Pharmacokinetics in the elderly (65 years of age and older) are similar to those in the young. In clinical studies, no overall differences in safety or effectiveness were observed between elderly and younger patients, and other reported clinical experience has not identified differences in responses between the elderly and younger patients.

In one of these studies (a six-week, double-blind, randomised clinical trial), VIOXX 12.5 or 25 mg once daily was administered to 341 osteoarthritis patients 80 years of age; one-third of these patients were low-dose (less than or equal to 325 mg daily) aspirin users. VIOXX had an adverse experience profile generally similar to placebo.

Effects on Ability to Drive and Use Machinery

There is no information to suggest that VIOXX affects a patient's ability to drive or operate machinery.

Animal Toxicology

In preclinical studies, rofecoxib has been demonstrated to be neither genotoxic, mutagenic, nor carcinogenic. Therapeutic safety margins established with VIOXX in repeated dose toxicity studies are substantially higher compared to nonspecific cyclooxygenase inhibitors. At high doses, exaggerated pharmacologically-mediated effects may be seen. See PREGNANCY for a discussion of reproductive effects.

Adverse Effects

In clinical trials, VIOXX was evaluated for safety in approximately 5400 individuals, including approximately 800 patients treated for one year or longer.

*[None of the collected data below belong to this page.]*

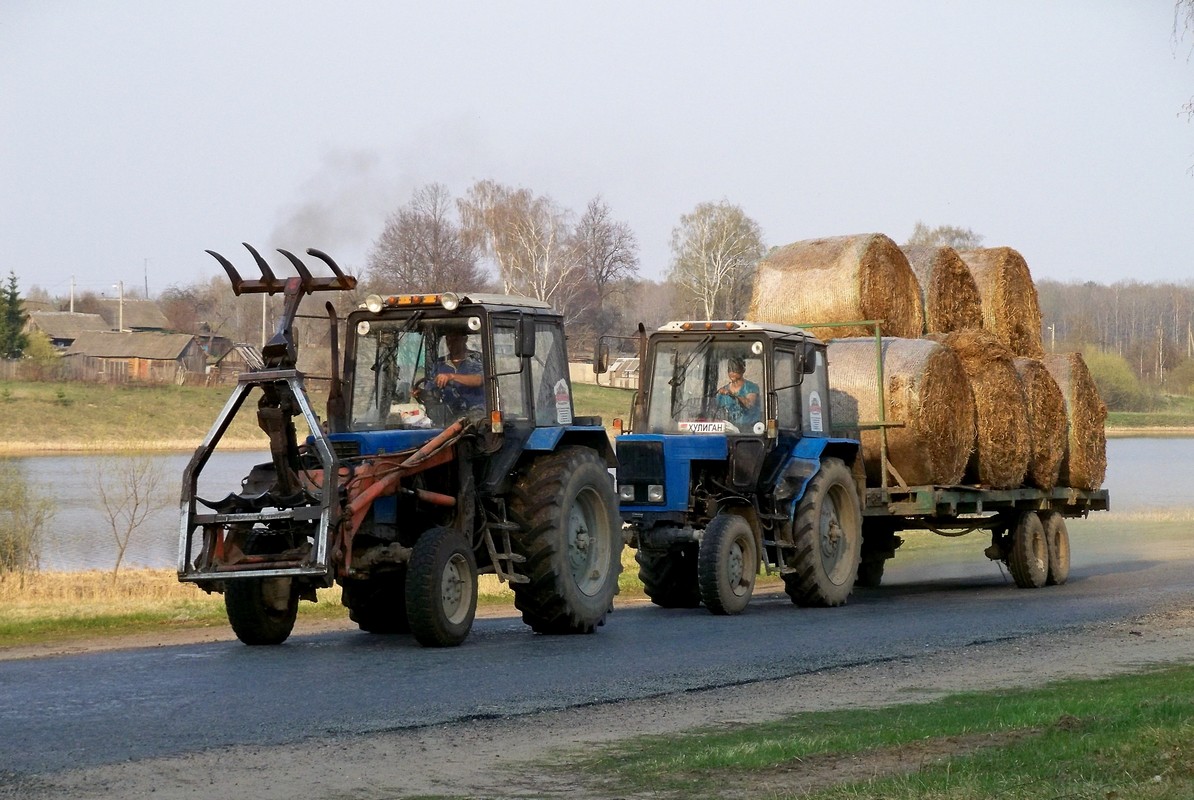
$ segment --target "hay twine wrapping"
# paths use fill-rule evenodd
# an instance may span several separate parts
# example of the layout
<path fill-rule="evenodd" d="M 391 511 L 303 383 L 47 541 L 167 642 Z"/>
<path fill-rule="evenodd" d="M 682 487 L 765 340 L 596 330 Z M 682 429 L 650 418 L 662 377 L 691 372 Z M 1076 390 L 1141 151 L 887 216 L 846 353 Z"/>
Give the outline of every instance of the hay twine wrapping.
<path fill-rule="evenodd" d="M 1061 461 L 1065 457 L 1065 398 L 1057 381 L 1043 362 L 1035 358 L 1017 358 L 1012 362 L 1028 401 L 1028 434 L 1031 444 L 1025 483 L 1040 489 L 1057 485 Z"/>
<path fill-rule="evenodd" d="M 904 255 L 920 284 L 925 333 L 950 333 L 983 326 L 978 285 L 952 247 L 905 247 Z"/>
<path fill-rule="evenodd" d="M 927 339 L 885 337 L 883 377 L 888 460 L 910 486 L 958 483 L 974 442 L 974 398 L 957 356 Z M 874 337 L 829 343 L 834 427 L 879 421 L 878 358 Z M 882 481 L 880 433 L 855 432 L 862 441 L 867 485 Z M 895 485 L 889 479 L 888 485 Z"/>
<path fill-rule="evenodd" d="M 1044 363 L 1065 398 L 1069 422 L 1058 482 L 1075 489 L 1098 489 L 1107 474 L 1107 436 L 1103 430 L 1107 406 L 1081 354 L 1047 355 Z"/>
<path fill-rule="evenodd" d="M 759 263 L 748 319 L 784 325 L 881 320 L 883 333 L 924 330 L 920 286 L 903 252 L 881 233 L 809 239 Z M 862 327 L 811 328 L 823 339 L 865 336 Z"/>
<path fill-rule="evenodd" d="M 1010 247 L 958 253 L 982 298 L 983 327 L 1014 355 L 1040 358 L 1041 306 L 1024 257 Z"/>
<path fill-rule="evenodd" d="M 1028 401 L 1012 354 L 987 331 L 933 334 L 957 354 L 974 393 L 977 419 L 966 483 L 1014 489 L 1028 473 Z"/>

The following medicine-related adverse experiences were reported in clinical studies in patients treated for up to 6 months. These occurred in 2% of patients treated with VIOXX and at an incidence greater than placebo: lower extremity oedema, hypertension, heartburn, dyspepsia, epigastric discomfort, nausea, diarrhoea. In addition, oral ulcers were reported rarely.

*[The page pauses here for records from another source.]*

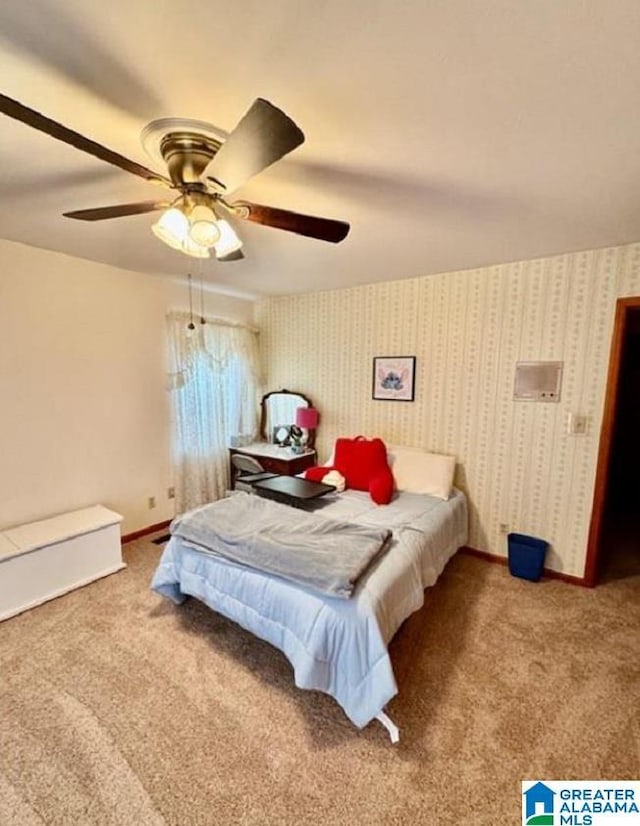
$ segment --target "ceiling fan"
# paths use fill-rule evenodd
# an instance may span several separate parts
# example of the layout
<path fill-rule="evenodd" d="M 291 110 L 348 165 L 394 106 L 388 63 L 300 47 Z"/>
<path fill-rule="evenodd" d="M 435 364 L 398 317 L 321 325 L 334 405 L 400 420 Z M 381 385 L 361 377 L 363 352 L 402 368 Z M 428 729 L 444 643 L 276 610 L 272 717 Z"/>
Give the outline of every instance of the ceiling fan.
<path fill-rule="evenodd" d="M 209 258 L 213 249 L 220 261 L 244 257 L 242 242 L 227 217 L 334 244 L 349 232 L 349 224 L 344 221 L 229 200 L 249 178 L 304 141 L 304 134 L 291 118 L 263 98 L 254 101 L 228 136 L 208 123 L 183 118 L 162 118 L 145 126 L 143 146 L 154 161 L 166 165 L 168 175 L 153 172 L 3 94 L 0 112 L 125 172 L 164 186 L 175 195 L 164 201 L 65 212 L 66 218 L 103 221 L 162 210 L 152 227 L 158 238 L 196 258 Z"/>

The adverse experience profile was similar in patients treated with VIOXX for 1 year or longer.

Post-marketing experience

The following adverse reactions have been reported in post-marketing experience:

Body as a whole: Hypersensitivity reactions, including angioedema, pruritis, rash and urticaria

Interactions

In subjects stabilised on chronic warfarin therapy, the administration of VIOXX 25mg daily was associated with an approximate 8% increase in prothrombin time International Normalised Ratio (INR). In post-marketing experience there have been reports of increases in INR , some of which prompted reversal of anticoagulation, in patients taking VIOXX at clinical doses concurrently with warfarin. Standard monitoring of INR values should be conducted when therapy with VIOXX is initiated or changed, particularly in the first few days, in patients receiving warfarin or similar agents.

Co-administration of VIOXX with rifampicin, a potent inducer of CYP enzymes, produced an approximate 50% decrease in rofecoxib plasma concentrations.Therefore, when VIOXX is coadministered with rifampicin, use of the highest recommended dose of VIOXX should be considered.

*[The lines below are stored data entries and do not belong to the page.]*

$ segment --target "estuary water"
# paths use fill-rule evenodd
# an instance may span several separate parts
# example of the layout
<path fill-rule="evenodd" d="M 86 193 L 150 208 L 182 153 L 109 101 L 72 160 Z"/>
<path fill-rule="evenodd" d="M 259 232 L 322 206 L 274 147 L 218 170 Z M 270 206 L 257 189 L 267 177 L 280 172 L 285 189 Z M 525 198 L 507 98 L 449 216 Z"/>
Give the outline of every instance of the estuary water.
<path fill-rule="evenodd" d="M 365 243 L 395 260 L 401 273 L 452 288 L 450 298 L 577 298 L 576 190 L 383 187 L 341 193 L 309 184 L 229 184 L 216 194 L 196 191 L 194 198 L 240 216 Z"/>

VIOXX 75mg (3 to 6 times higher than the recommended doses for osteoarthritis) administered once daily for 10 days increased plasma methotrexate concentrations (AUC(0-24hr)) by 23% in patients with rheumatoid arthritis receiving methotrexate 7.5 to 15mg/week. At 24 hours post-dose, a similar proportion of patients treated with methotrexate alone (94%) and subsequently treated with methotrexate co-administered with 75 mg of rofecoxib (88%) had methotrexate plasma concentrations below the measurable limit (5ng/mL).The effects of the recommended doses of VIOXX on plasma methotrexate levels are unknown. Adequate monitoring for methotrexate-related toxicity should be considered when VIOXX and methotrexate are administered concomitantly.

In patients with mild-to-moderate hypertension, administration of 25mg daily of VIOXX with an ACE inhibitor (benazepril, 10 to 40mg daily) for 4 weeks was associated with a small attenuation of the antihypertensive effect (average increase in mean Mean Arterial Pressure of 2.8mm Hg) compared to the ACE inhibitor alone. This interaction should be given consideration in patients taking VIOXX concomitantly with ACE inhibitors.

VIOXX can be used with low dose aspirin. At steady state, VIOXX 50mg once daily had no effect on the anti-platelet activity of low-dose (81mg once daily) aspirin. In a six-week clinical trial in 341 osteoarthritis patients 80 years of age, one-third of whom were low-dose (less than or equal to 325mg daily) aspirin users, VIOXX 12.5 or 25mg once daily had an adverse experience profile generally similar to placebo. Additionally, no clinically important differences were noted for aspirin users versus patients not using aspirin in the overall incidence of clinical adverse experiences. Because of its lack of platelet effects VIOXX is not a substitute for aspirin for cardiovascular prophylaxis.

In medicine-interaction studies, VIOXX did not have clinically important effects on the pharmacokinetics of the following medicines: prednisone/prednisolone, oral contraceptives (ethinyl estradiol/norethindrone 35/1), or digoxin.

Antacids, cimetidine, and ketoconazole did not have clinically important effects on the pharmacokinetics of rofecoxib.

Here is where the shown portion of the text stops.